In [1]:
import re
import nltk
nltk.download('stopwords')
nltk.download('wordnet') # download for lemmatization

[nltk_data] Downloading package stopwords to /Users/jsuk/nltk_data...
[nltk_data]   Package stopwords is already up-to-date!
[nltk_data] Downloading package wordnet to /Users/jsuk/nltk_data...
[nltk_data]   Package wordnet is already up-to-date!


True

# Stemming and Lemmatizing
Let's return to this example from the stop words removal quiz.

In [67]:
from nltk.corpus import stopwords
from nltk.tokenize import word_tokenize

In [68]:
text = "The first time you see The Second Renaissance it may look boring.
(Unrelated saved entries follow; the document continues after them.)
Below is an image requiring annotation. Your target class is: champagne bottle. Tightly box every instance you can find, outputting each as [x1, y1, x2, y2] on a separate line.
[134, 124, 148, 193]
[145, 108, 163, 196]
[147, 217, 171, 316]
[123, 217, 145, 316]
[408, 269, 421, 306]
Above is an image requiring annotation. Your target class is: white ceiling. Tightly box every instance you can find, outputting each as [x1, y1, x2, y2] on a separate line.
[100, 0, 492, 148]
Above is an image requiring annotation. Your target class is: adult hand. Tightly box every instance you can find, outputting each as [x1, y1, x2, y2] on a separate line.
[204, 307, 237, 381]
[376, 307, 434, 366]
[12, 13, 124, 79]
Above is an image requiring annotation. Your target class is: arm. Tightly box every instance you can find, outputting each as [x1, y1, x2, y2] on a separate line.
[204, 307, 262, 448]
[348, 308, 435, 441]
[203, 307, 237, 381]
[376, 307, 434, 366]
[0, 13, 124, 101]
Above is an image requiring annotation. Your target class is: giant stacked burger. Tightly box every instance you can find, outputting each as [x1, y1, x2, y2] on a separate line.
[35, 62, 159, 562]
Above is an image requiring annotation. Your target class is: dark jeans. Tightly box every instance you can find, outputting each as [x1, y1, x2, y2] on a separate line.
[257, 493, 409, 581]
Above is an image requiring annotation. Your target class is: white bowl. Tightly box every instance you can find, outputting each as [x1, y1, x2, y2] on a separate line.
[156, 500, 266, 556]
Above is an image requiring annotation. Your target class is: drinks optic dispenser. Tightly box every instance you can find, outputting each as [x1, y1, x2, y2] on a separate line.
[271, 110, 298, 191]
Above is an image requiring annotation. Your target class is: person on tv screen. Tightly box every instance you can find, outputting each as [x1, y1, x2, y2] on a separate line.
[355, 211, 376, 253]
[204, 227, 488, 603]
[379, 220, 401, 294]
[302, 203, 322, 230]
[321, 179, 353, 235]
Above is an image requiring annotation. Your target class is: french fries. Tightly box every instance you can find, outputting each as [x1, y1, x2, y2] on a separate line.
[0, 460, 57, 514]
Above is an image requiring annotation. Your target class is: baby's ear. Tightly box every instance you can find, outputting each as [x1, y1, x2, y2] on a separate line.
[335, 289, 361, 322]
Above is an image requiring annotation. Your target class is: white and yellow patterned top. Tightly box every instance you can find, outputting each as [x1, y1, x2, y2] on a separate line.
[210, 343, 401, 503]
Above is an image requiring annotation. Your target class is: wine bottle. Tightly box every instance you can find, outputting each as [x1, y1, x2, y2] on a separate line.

Look at it at least twice and definitely watch part 2. It will change your view of the matrix. Are the human people the ones who started the war ? Is AI a bad thing ?"

# Normalize text
text = re.sub(r"[^a-zA-Z0-9]", " ", text.lower())

# Tokenize text
words = text.split()
print(words)

['the', 'first', 'time', 'you', 'see', 'the', 'second', 'renaissance', 'it', 'may', 'look', 'boring', 'look', 'at', 'it', 'at', 'least', 'twice', 'and', 'definitely', 'watch', 'part', '2', 'it', 'will', 'change', 'your', 'view', 'of', 'the', 'matrix', 'are', 'the', 'human', 'people', 'the', 'ones', 'who', 'started', 'the', 'war', 'is', 'ai', 'a', 'bad', 'thing']


In [69]:
# Remove stop words
words = [w for w in words if w not in stopwords.words("english")]
print(words)

['first', 'time', 'see', 'second', 'renaissance', 'may', 'look', 'boring', 'look', 'least', 'twice', 'definitely', 'watch', 'part', '2', 'change', 'view', 'matrix', 'human', 'people', 'ones', 'started', 'war', 'ai', 'bad', 'thing']


## Stemming

In [70]:
from nltk.stem.porter import PorterStemmer

# Reduce words to their stems
stemmed = [PorterStemmer().stem(w) for w in words]
print(stemmed)

['first', 'time', 'see', 'second', 'renaiss', 'may', 'look', 'bore', 'look', 'least', 'twice', 'definit', 'watch', 'part', '2', 'chang', 'view', 'matrix', 'human', 'peopl', 'one', 'start', 'war', 'ai', 'bad', 'thing']


In [71]:
from nltk.stem.snowball import SnowballStemmer

stemmed = [SnowballStemmer('english').stem(w) for w in words]
print(stemmed)

['first', 'time', 'see', 'second', 'renaiss', 'may', 'look', 'bore', 'look', 'least', 'twice', 'definit', 'watch', 'part', '2', 'chang', 'view', 'matrix', 'human', 'peopl', 'one', 'start', 'war', 'ai', 'bad', 'thing']


## Lemmatization

In [72]:
from nltk.stem.wordnet import WordNetLemmatizer

# Reduce words to their root form
lemmed = [WordNetLemmatizer().lemmatize(w) for w in words]
print(lemmed)

['first', 'time', 'see', 'second', 'renaissance', 'may', 'look', 'boring', 'look', 'least', 'twice', 'definitely', 'watch', 'part', '2', 'change', 'view', 'matrix', 'human', 'people', 'one', 'started', 'war', 'ai', 'bad', 'thing']


In [73]:
# Lemmatize verbs by specifying pos
print(lemmed)

['first', 'time', 'see', 'second', 'renaissance', 'may', 'look', 'bore', 'look', 'least', 'twice', 'definitely', 'watch', 'part', '2', 'change', 'view', 'matrix', 'human', 'people', 'one', 'start', 'war', 'ai', 'bad', 'thing']


---
# More on theories

From Jose Portilla's NLP - Natural Language Processing with Python course.

## Stemming
Often when searching text for a certain keyword, it helps if the search returns variations of the word. For instance, searching for "boat" might also return "boats" and "boating". Here, "boat" would be the **stem** for [boat, boater, boating, boats].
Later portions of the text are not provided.